CHI '95 ProceedingsTopIndexes
Short PapersTOC

Looking and Lingering as Conversational Cues in Video-Mediated Communication

Herbert L. Colston & Diane J. Schiano

Interval Research Corporation,
1801 Page Mill Road,
Palo Alto, CA 94304
(415) 424-0722
colston@interval.com, schiano@interval.com

© ACM

Abstract

A study is described in which observers rated the difficulty people had in solving problems, based either upon simply how long the person looked at each problem, or also how long his or her gaze lingered on it after being instructed to move on. Initial results show a linear relationship between gaze duration and rated difficulty, with lingering as an added significant factor. These findings are discussed in terms of the role(s) gaze cues play in tracking understanding in conversations, with implications for the design of video- mediated communication (VMC) systems.

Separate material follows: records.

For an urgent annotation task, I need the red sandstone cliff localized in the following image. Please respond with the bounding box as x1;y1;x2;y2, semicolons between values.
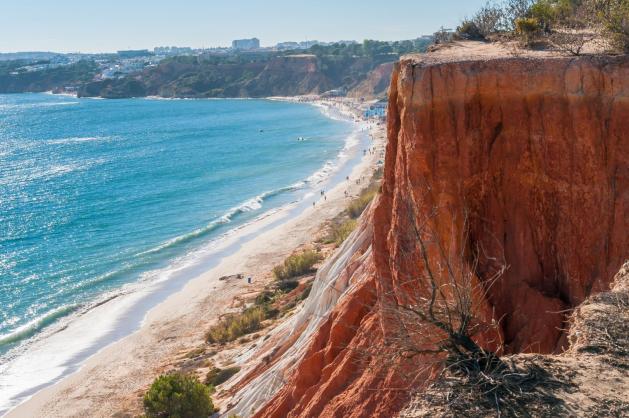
228;46;628;418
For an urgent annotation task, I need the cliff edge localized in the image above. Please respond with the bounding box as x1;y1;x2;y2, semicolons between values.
226;43;628;417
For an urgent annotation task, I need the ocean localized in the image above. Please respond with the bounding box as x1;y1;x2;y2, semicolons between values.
0;93;362;413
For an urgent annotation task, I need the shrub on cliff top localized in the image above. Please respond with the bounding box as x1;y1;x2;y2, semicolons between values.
457;20;486;40
515;17;543;44
469;1;506;38
272;250;322;280
143;373;214;418
504;0;536;29
585;0;629;52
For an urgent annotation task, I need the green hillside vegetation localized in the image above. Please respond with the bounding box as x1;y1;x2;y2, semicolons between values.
77;39;431;98
0;60;98;93
0;39;431;98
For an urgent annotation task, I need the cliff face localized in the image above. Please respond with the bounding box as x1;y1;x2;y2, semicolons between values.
347;62;394;99
230;51;628;418
379;55;628;355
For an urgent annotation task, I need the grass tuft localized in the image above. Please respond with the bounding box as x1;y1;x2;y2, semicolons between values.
206;306;267;344
346;183;379;219
205;366;241;387
272;250;322;280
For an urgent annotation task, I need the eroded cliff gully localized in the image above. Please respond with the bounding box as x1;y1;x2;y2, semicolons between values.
228;52;628;418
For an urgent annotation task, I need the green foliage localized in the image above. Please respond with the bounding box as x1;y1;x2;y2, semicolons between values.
0;60;99;94
328;219;358;246
347;184;379;219
504;0;536;29
143;373;214;418
529;1;558;29
206;306;267;344
306;38;431;59
272;250;322;280
585;0;629;52
276;279;299;293
527;0;581;29
205;366;241;387
515;17;543;43
458;0;628;52
254;290;275;306
457;21;486;40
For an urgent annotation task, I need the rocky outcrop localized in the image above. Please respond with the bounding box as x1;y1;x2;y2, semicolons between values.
228;49;628;418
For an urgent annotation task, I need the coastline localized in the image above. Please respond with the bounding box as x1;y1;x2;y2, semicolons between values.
4;96;386;417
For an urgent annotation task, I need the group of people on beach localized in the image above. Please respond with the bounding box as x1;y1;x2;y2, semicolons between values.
313;189;327;207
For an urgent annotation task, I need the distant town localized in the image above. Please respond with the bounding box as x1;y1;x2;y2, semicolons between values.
1;37;432;85
0;36;434;98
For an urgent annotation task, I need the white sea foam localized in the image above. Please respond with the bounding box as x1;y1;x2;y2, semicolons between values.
137;182;306;259
46;136;113;145
0;305;79;348
0;101;79;111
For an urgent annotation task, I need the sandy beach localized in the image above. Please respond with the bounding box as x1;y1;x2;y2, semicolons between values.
5;97;386;418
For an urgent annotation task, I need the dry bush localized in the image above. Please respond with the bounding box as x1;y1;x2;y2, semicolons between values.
549;29;597;54
400;357;570;417
515;17;544;45
377;197;507;380
477;1;507;36
504;0;536;29
457;20;486;40
583;0;629;52
377;189;575;416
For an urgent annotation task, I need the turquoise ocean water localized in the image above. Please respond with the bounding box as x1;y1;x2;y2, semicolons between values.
0;93;353;362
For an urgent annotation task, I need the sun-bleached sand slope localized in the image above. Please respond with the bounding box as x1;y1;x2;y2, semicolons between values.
6;98;386;418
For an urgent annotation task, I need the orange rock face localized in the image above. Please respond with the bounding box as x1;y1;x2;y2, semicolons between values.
253;54;628;418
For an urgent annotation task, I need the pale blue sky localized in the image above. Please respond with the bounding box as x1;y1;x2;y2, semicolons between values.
0;0;488;53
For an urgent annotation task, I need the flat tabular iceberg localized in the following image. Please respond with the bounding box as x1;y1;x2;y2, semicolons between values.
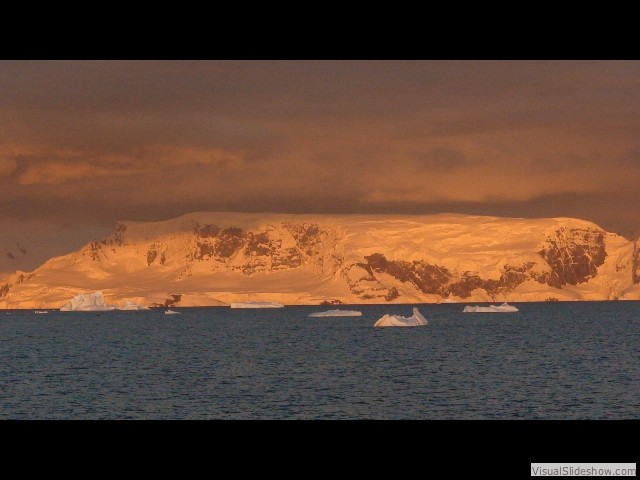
374;307;428;327
119;300;150;310
463;302;519;313
309;309;362;317
60;291;117;311
230;301;284;308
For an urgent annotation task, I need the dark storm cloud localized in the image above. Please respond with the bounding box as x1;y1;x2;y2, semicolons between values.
623;145;640;165
411;147;471;171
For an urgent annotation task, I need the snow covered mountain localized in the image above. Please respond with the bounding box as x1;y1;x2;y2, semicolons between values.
1;212;639;309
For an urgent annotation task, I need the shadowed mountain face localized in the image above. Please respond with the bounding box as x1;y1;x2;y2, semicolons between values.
0;212;637;308
124;221;329;276
360;227;608;298
538;228;607;287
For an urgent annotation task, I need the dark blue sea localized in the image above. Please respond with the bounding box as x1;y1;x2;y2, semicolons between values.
1;302;638;419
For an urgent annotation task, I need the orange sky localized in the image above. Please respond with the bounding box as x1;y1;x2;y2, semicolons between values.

GAZE AND VIDEO-MEDIATED COMMUNICATION

Video-mediated communication (VMC) between people in remote locations is rapidly becoming a practical reality. Yet the psychological phenomena underlying video communication are not well understood. Researchers have long predicted that adding video's high bandwidth to an existing audio channel would provide more social cues, and give a greater sense of social presence (6, 7), than is possible with audio alone. However, such effects tend to be highly situation-specific (9), and have been notoriously difficult to validate with task performance or productivity measures (1).

Another approach takes a psycholinguistic perspective on VMC, testing specific hypotheses regarding visual contributions to mediated conversations. For example, Isaacs and Tang (3, 8) have argued that adding video--even at fairly low frame rates--changes the nature of remote audio interactions by providing visual feedback, helping to manage pauses, supporting iconic gestures, and allowing gaze co-ordination. O'Conaill and colleagues (5) report related research in which they conclude that directional gaze information appears necessary to promote seamless conversational turn-taking.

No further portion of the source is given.